Der Vater werde jedenfalls dadurch »in seinem allgemeinen Persönlichkeitsrecht verletzt«, dass er auch dann »zur Anlegung einer Maske verpflichtet ist«, wenn er sich entweder ganz allein mit seinem Sohn auf einem Spielplatz aufhalte oder nur eine begrenzte Zahl von Personen anwesend sei, für die nach der Verordnung Zusammenkünfte ausdrücklich erlaubt seien, nämlich maximal fünf Personen aus einer Familie, oder bei Nichtverwandten maximal zwei Haushalten. Kinder unter 14 Jahren zählen dabei nicht mit.

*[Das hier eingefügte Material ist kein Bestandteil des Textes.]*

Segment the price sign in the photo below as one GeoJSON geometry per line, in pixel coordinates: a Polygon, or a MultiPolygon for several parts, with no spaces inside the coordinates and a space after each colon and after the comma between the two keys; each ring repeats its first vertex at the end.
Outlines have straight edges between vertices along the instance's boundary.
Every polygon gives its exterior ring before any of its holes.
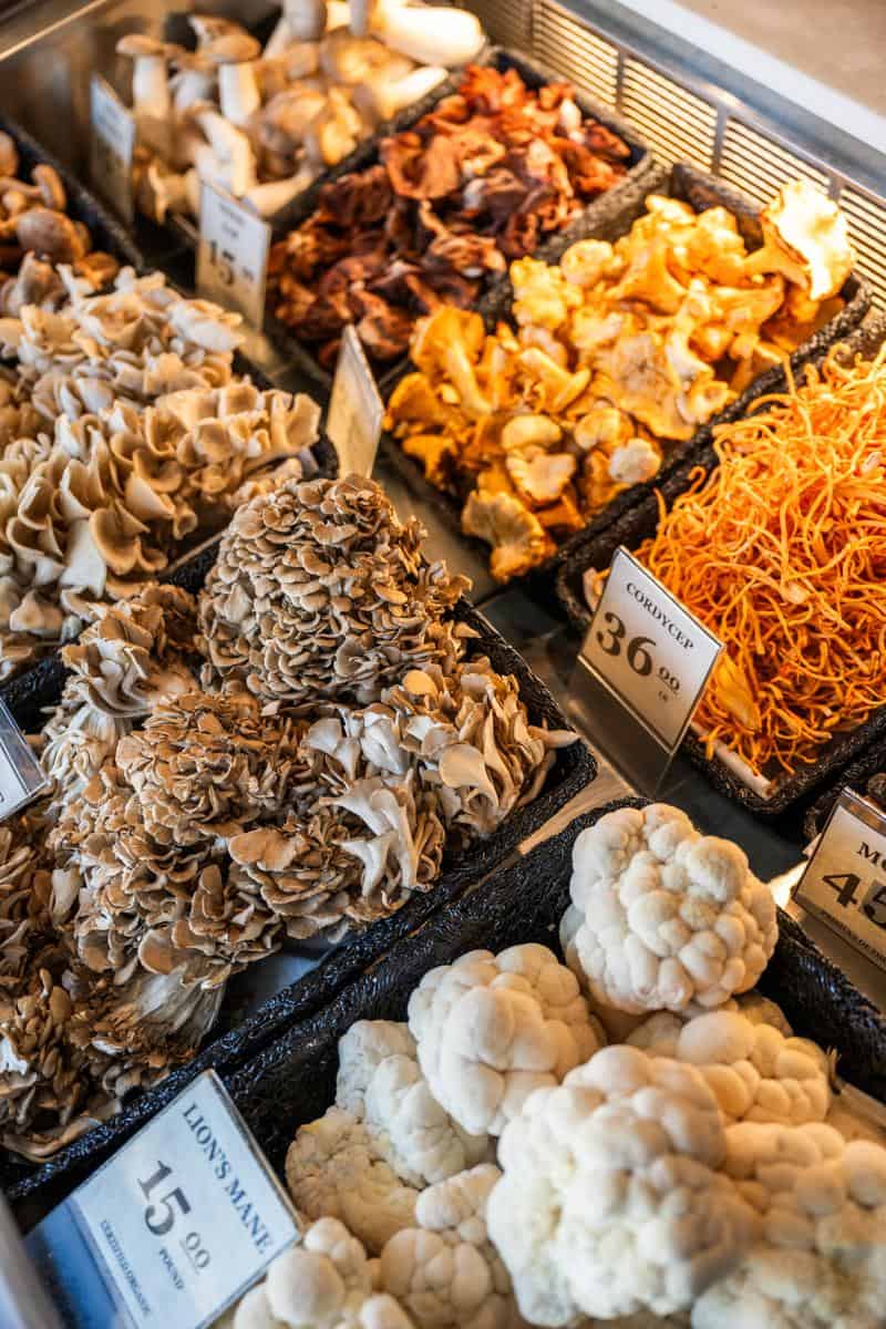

Die entscheidende Überlegung des Gerichts: An anderen öffentlichen Orten, etwa Grün- und Erholungsanlagen, dürfte sich eine solche Personengruppe auch treffen, ohne Abstände einzuhalten oder Maske zu tragen. Man könne aber »keinen Unterschied zu einem solchen Treffen erkennen, wenn dieses stattdessen auf einem Spielplatz stattfindet und sich dort gleichzeitig keine anderen weiteren Personen aufhalten«, schrieben die drei Richterinnen in ihrem Beschluss: »Der Kontakt zwischen den beiden Familien und den spielenden Kindern und das damit verbundene potenzielle Infektionsrisiko ist identisch«.

Wenn aber zwei befreundete Familien mit ihren Kindern auf einem Spielplatz der Hansestadt sind und auch nur eine weitere Person ab 14 Jahren hinzukommt, gilt nach wie vor: Entweder muss jemand vom Spielplatz runter – oder für die Älteren: Maske rauf.